Now, because of New York Times, Christian organizations can be impugned by the Southern Poverty Law Center labeling them “hate groups.” Liberal media outlets often put this in their publications to the detriment of those ministries. This is the brief I filed with the Supreme Court on this point on behalf of Dr. D. James Kennedy and Coral Ridge Ministries.

Supreme Court Justice Clarence Thomas Agrees

In 2019, Supreme Court Justice Clarence Thomas wrote that the common law standard for defamation claims when both the First and Fourteenth Amendments were ratified “did not require public figures to satisfy any kind of heightened liability standard as a condition of recovering damages.” McKee v. Cosby. In other words, they didn’t have to get into a publisher’s head and prove actual malice in order to recover.
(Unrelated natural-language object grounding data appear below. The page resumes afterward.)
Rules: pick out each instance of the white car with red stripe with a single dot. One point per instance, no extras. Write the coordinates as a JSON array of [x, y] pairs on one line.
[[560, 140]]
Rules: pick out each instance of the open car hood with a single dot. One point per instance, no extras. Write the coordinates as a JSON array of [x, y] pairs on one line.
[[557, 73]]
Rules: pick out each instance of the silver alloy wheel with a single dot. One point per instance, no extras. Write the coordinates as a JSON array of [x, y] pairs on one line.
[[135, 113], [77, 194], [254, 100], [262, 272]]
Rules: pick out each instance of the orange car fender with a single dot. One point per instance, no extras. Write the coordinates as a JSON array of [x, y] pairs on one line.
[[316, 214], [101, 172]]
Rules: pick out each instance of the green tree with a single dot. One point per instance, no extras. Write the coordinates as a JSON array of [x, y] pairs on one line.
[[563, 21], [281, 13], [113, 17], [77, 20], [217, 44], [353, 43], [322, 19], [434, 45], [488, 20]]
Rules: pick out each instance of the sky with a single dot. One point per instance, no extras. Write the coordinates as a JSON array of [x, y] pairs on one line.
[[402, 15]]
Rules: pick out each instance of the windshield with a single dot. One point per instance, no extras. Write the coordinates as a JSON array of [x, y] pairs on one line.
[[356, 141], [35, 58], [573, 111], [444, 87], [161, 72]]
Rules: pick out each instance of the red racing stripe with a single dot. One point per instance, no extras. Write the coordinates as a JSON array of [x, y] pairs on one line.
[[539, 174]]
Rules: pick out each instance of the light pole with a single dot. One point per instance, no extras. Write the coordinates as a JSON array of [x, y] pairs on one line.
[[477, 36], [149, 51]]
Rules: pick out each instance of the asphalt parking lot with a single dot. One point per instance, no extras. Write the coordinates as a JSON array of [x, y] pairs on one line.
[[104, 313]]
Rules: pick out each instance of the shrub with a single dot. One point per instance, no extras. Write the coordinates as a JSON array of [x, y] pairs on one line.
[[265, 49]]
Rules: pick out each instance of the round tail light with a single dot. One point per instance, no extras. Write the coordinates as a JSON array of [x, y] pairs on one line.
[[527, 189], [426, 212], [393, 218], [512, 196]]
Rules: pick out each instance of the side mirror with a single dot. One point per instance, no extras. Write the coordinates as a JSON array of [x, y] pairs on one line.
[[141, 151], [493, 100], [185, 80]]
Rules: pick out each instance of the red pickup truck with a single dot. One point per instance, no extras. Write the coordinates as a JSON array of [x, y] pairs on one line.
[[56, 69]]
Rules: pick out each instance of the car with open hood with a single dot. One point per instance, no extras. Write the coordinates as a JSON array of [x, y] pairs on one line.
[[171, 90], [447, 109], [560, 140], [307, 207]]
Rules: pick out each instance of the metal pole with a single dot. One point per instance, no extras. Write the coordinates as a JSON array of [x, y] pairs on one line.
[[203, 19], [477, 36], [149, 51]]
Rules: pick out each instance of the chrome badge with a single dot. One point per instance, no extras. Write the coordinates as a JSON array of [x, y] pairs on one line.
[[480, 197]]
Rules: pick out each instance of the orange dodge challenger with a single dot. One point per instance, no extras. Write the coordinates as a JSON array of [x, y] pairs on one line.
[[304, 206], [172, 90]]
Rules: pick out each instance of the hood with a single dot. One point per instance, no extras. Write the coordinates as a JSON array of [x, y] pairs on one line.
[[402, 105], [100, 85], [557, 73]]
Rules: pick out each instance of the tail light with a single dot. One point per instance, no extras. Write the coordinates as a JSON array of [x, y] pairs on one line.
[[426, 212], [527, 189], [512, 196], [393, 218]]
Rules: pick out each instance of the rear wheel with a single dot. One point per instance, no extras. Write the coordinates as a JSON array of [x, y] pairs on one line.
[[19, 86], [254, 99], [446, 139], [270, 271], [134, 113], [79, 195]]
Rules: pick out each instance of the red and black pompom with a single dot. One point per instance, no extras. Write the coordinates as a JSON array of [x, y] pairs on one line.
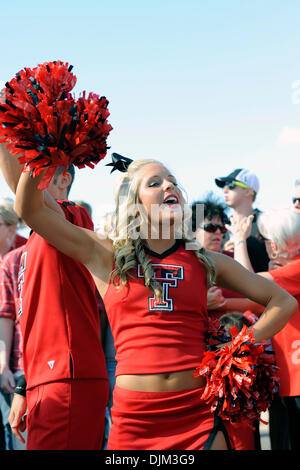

He said the Court was engaged in “policy-driven decisions masquerading as constitutional law.”

The Consequences of Making Constitutional Policy

The first consequence of making its decisions a matter of constitutional interpretation is it nationalized heretofore state-based common law defamation claims by public figures. In other words, it took away the authority of states to protect the reputation of public figures living within their borders.
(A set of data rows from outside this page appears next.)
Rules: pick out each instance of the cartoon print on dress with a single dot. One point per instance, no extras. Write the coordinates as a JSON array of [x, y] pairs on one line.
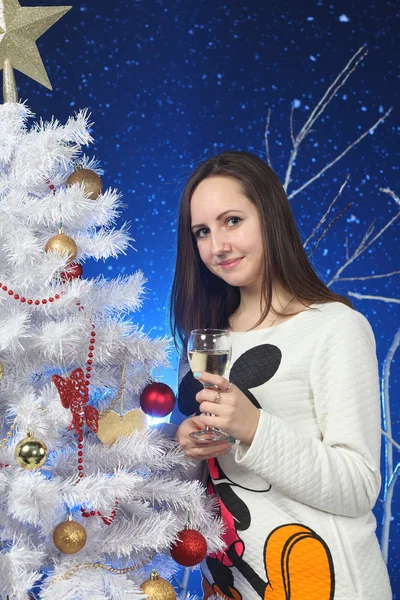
[[297, 561]]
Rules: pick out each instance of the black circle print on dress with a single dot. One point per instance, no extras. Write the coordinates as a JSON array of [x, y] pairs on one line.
[[188, 388], [255, 367]]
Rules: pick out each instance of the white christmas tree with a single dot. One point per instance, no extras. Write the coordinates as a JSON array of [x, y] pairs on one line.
[[90, 499]]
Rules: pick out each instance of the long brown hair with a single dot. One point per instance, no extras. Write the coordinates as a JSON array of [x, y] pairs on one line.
[[200, 299]]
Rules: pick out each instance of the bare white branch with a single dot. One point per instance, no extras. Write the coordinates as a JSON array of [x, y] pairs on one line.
[[340, 156], [266, 138], [320, 107], [328, 210], [366, 297], [381, 276], [391, 440]]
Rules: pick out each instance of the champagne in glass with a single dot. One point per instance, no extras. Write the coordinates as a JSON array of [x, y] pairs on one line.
[[209, 350]]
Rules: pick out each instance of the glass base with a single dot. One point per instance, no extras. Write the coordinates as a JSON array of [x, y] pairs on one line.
[[208, 435]]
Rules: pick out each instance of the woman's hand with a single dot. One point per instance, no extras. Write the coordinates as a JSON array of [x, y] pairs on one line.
[[231, 410], [198, 451]]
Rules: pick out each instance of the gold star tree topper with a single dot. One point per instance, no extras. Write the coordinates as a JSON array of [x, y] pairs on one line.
[[19, 30]]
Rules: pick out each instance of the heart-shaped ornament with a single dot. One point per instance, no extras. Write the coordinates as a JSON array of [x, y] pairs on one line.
[[112, 425]]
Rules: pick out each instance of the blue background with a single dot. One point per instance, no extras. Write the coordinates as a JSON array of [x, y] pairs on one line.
[[170, 83]]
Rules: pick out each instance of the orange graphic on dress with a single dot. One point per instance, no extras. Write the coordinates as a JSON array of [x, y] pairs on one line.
[[298, 565]]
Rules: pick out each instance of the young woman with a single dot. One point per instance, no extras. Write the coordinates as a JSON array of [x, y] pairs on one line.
[[301, 400]]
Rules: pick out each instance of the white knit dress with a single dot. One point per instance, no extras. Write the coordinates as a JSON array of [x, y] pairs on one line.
[[297, 502]]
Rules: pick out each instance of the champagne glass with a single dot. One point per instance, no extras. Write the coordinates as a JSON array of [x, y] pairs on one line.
[[209, 350]]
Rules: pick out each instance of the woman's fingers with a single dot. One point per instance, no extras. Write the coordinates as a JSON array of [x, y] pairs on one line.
[[207, 451], [210, 379]]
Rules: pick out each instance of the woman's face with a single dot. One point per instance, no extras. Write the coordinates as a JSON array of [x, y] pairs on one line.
[[227, 229]]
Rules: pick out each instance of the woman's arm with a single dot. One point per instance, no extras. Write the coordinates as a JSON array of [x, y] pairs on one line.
[[339, 473]]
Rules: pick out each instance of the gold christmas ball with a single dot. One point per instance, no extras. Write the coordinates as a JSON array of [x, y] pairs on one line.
[[158, 588], [63, 244], [69, 537], [92, 184], [30, 453]]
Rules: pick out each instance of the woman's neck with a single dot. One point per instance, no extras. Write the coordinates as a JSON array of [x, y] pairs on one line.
[[252, 305]]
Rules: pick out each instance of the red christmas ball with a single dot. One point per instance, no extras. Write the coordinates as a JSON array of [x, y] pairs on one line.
[[190, 549], [73, 271], [157, 400]]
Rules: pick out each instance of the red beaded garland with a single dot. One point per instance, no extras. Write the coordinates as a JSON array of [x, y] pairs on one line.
[[37, 302], [106, 520]]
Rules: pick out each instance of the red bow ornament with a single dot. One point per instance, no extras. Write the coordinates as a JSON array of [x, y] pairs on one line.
[[74, 395]]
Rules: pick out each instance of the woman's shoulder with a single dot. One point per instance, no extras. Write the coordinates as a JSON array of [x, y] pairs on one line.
[[339, 315]]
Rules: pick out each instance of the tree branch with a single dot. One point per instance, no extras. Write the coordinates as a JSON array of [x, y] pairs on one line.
[[320, 107], [328, 210], [340, 156], [266, 138], [367, 277], [382, 298]]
Perhaps the worst consequence was highlighted by Supreme Court Justice Gorsuch in 2021. He observed that the Court’s interpretive innovation has “evolved into a subsidy for published falsehoods on a scale no one could have foreseen,” and “has come to leave far more people without redress than anyone could have predicted.” Berisha v. Lawson.

Sensational, even salacious, news about high profile people like Trump sells. It is time that one of them sue the racketeers of intentional misrepresentation to make honest reporters of them. A suit by Trump against the New York Times would get the media attention the Supreme Court’s malfeasance deserves.
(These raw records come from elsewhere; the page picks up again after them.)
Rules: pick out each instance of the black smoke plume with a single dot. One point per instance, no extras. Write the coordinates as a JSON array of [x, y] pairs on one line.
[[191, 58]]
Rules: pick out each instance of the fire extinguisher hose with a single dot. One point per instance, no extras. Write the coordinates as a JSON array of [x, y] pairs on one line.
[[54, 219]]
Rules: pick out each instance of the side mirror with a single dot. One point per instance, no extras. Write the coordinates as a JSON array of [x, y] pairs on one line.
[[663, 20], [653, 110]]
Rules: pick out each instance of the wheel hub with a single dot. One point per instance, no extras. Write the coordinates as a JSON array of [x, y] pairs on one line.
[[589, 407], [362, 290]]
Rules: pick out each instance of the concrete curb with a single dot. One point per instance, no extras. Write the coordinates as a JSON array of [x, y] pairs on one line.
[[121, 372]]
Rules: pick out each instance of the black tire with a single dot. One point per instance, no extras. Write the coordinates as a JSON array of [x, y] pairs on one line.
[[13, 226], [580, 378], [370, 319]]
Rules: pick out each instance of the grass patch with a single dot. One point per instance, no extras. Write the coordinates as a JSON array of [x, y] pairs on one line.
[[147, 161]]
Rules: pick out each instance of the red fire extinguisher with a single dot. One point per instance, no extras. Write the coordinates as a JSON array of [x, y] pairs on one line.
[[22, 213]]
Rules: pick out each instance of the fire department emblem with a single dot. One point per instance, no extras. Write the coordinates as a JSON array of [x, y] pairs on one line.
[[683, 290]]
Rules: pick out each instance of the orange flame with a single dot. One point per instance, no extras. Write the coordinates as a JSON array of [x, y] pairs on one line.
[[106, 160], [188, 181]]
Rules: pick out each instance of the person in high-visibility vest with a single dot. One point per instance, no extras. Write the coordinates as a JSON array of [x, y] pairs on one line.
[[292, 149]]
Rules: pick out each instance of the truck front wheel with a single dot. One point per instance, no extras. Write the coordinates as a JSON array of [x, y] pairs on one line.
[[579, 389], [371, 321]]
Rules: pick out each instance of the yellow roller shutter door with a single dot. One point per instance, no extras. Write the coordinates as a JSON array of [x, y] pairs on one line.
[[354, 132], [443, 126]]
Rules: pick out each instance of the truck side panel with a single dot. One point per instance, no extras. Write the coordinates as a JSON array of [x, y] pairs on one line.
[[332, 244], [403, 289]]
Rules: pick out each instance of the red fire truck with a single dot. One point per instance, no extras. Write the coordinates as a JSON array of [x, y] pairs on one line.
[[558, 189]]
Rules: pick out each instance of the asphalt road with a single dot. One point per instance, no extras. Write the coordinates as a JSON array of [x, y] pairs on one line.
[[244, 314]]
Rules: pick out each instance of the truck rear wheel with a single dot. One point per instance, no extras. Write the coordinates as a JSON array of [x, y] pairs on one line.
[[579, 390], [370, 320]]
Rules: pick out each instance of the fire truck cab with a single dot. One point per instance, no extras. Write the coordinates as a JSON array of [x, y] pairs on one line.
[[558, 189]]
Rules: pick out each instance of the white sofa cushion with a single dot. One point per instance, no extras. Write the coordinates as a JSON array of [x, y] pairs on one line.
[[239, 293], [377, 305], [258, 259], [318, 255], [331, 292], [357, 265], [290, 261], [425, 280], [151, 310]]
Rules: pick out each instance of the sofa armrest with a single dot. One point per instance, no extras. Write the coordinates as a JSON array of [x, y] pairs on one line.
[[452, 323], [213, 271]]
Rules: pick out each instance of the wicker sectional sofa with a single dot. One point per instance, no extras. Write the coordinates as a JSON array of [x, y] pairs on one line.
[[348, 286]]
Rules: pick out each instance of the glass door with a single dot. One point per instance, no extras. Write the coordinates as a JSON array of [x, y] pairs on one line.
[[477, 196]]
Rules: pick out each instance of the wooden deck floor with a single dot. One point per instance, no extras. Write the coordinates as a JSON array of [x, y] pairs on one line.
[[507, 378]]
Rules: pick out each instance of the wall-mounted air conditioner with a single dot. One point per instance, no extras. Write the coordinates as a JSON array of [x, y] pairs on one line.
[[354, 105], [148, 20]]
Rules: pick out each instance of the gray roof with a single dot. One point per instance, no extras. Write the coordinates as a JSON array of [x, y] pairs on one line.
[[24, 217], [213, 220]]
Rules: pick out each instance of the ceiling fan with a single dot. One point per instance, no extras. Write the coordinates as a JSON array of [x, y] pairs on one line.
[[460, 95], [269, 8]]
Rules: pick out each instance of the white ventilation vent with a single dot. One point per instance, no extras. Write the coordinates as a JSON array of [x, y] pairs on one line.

State Legislatures Should Defend Their Residents Reputations

I didn’t know this when I was still a state Senator or I would have done something about it. There are many “public figures” living in Tennessee who can be harmed by the Court’s venture into policy-making. The remedial plan is simple.

It begins with a legislature recognizing that the protection of a person’s reputation is a matter of domestic policy. That authority was left to the states by the Ninth and Tenth Amendments. Nothing in Fourteenth Amendment applicable to the states changed that.

With that as foundation, a state legislature should enact a statute expressly codifying the right of its residents to rely on the common law’s protection of their reputations and to use the common law’s standard of proof.

But, to make sure the U.S. Supreme Court gets the point, the statute should declare that it applies without regard to the New York Times decision. It would be a nice way to tell the Court it was wrong and improperly interfered in the the state’s exercise of its constitutionally authorized duties.

If the U.S. Supreme Court Justices think I’m spreading misinformation about them, I say, “Sue me.” I’m still a public figure entitled to protection by its New York Times decision.